The Science of the Hot Streak

4036590940_0e7ac32096For the last couple weeks, many of my NY friends have been extremely psyched about their Amazin’ Jets: a run-of-the-mill NFL team that suddenly, mysteriously started beating more talented teams, and which now stands one victory away from reaching the promised land of the Super Bowl.

It’s a great story, because we can relate. We’ve all been part of groups, in school or sports or business or music, that suddenly inhabit some magical zone of high performance — and then just as suddenly fall out of it. The deeper questions are: what causes this to happen? How can we make it happen more often?

I think part of the answer might be found in an unexpected place: a small, messy room on West 56th St. That’s where, from 1950 to 1954, a motley group of young comedy writers gathered to write the television program “Your Show of Shows.”

Each week, the writers (Sid Caesar, Mel Brooks, Mel Tolkin, Neil Simon, Larry Gelbart–talk about a talent hotbed) invented an entire show from scratch. By various accounts, the pattern was always the same: Monday, hardly anything got done. Tuesday, a little bit, but not that much. By Wednesday, things started rolling — in part because cameras had to be set up. Thursday and Friday were insanely productive  — which was good, because Saturday night their inventions were beamed live nationwide for 90 minutes.  Every week the pattern was the same: the writers started slow, then (suddenly, miraculously) hit on a hot streak. Their work, so unpromising on Monday, became brilliantly funny by Saturday night.

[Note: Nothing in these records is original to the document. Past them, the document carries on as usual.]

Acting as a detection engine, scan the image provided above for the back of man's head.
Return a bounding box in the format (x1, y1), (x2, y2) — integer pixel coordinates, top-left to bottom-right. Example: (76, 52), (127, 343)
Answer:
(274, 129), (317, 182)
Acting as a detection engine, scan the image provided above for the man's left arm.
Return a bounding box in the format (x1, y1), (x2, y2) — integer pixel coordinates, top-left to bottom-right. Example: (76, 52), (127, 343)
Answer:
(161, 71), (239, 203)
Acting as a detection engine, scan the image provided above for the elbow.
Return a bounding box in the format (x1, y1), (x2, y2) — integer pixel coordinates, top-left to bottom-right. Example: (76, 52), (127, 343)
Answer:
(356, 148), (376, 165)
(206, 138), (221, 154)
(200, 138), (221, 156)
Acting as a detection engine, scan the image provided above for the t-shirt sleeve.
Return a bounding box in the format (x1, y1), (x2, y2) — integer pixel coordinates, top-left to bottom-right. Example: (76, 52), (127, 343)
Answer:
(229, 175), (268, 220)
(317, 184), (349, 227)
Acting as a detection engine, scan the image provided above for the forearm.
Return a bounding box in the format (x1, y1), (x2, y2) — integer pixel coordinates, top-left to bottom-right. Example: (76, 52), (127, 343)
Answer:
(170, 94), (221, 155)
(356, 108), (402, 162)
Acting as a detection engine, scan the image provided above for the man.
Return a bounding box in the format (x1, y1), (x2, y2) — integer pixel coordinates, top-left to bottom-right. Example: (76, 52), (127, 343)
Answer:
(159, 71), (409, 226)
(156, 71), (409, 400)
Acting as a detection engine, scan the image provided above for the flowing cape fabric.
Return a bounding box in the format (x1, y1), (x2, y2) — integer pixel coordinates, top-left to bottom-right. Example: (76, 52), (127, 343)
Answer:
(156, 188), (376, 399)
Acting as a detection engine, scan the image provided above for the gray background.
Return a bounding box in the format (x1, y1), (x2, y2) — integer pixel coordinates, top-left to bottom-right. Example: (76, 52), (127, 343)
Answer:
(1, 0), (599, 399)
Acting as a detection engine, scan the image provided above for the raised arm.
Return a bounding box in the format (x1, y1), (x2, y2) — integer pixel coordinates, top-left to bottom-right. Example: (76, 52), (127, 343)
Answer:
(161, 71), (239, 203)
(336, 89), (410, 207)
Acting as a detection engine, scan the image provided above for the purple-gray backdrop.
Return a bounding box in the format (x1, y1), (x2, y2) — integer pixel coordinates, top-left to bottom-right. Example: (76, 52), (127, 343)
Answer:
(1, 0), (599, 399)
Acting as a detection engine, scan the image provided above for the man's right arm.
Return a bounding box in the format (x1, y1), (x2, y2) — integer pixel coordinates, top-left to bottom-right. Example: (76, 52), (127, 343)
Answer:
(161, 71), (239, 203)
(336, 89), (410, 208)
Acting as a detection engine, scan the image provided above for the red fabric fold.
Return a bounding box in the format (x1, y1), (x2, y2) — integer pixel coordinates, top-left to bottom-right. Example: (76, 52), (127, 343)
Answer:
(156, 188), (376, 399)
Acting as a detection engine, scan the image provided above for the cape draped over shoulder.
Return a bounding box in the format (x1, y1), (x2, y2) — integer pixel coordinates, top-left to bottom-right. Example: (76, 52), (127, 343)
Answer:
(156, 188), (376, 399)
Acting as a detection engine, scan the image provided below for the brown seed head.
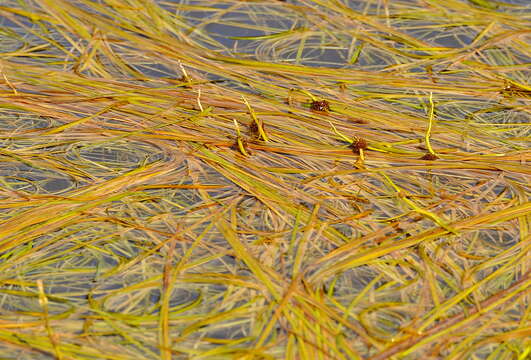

I think there’s a useful connection between the Jets’ hot streak and those insanely productive days on West 56th St. — and not just because comedy and football are so similar (collaborative, complex, relying on precise timing).  But rather because both are beautiful examples of how to build a deep-practice hothouse; a place that combines intensive learning with an urgent set of emotional cues. Three common elements jump out:

1) Super-high goals, from the start. On his first day, to the open-mouthed disbelief of media and fans alike, new Jets coach Rex Ryan talked about how the team would be visiting the White House after winning the Super Bowl. The West 56th St. writers set their goals even higher. As Mel Brooks said, “It wasn’t only a competition to be funnier. I had to get to the ultimate punch line. I was immensely ambitious. It was like I was screaming at the universe, like I had to make God laugh.”

2) Strong shared identity. It’s no coincidence that Coach Ryan and Sid Caesar resemble each other in personality; or that they have created teams in the images of themselves — tough, sharp, provocative, funny as hell. Because they’re not just building a team — they’re creating a story.

3) Early failure is not a verdict, but a navigation point for better work. The Jets went through a tough patch early in the season, much like the Monday-Tuesday doldrums on West 56th. The bad days weren’t the end; they turned out to be stepping stones.

Of course, that’s not to say that doing these things is any kind of guarantee. Hot streaks are mysterious because they always depend on factors beyond our control. Truth is, the Jets could easily have lost to the Chargers last week; truth is, “Your Show of Shows” was sometimes hilarious, sometimes not so much. But the deeper truth is, both caught a hot streak because they had build a structure to do so.

Side note: There’s an interesting school of thought that holds that hot streaks don’t actually exist. Several studies have found that what we see as hot streaks is really just our narrative-hungry brains superimposing a story on a random run of luck. But I’d like to point out that most of these studies involve coin flips, NBA scorers, and MLB batters —  highly compartmentalized, either/or scenarios that don’t resemble the complex, emotional group interactions we find in football, comedy writing, and, I’d argue, our everyday lives.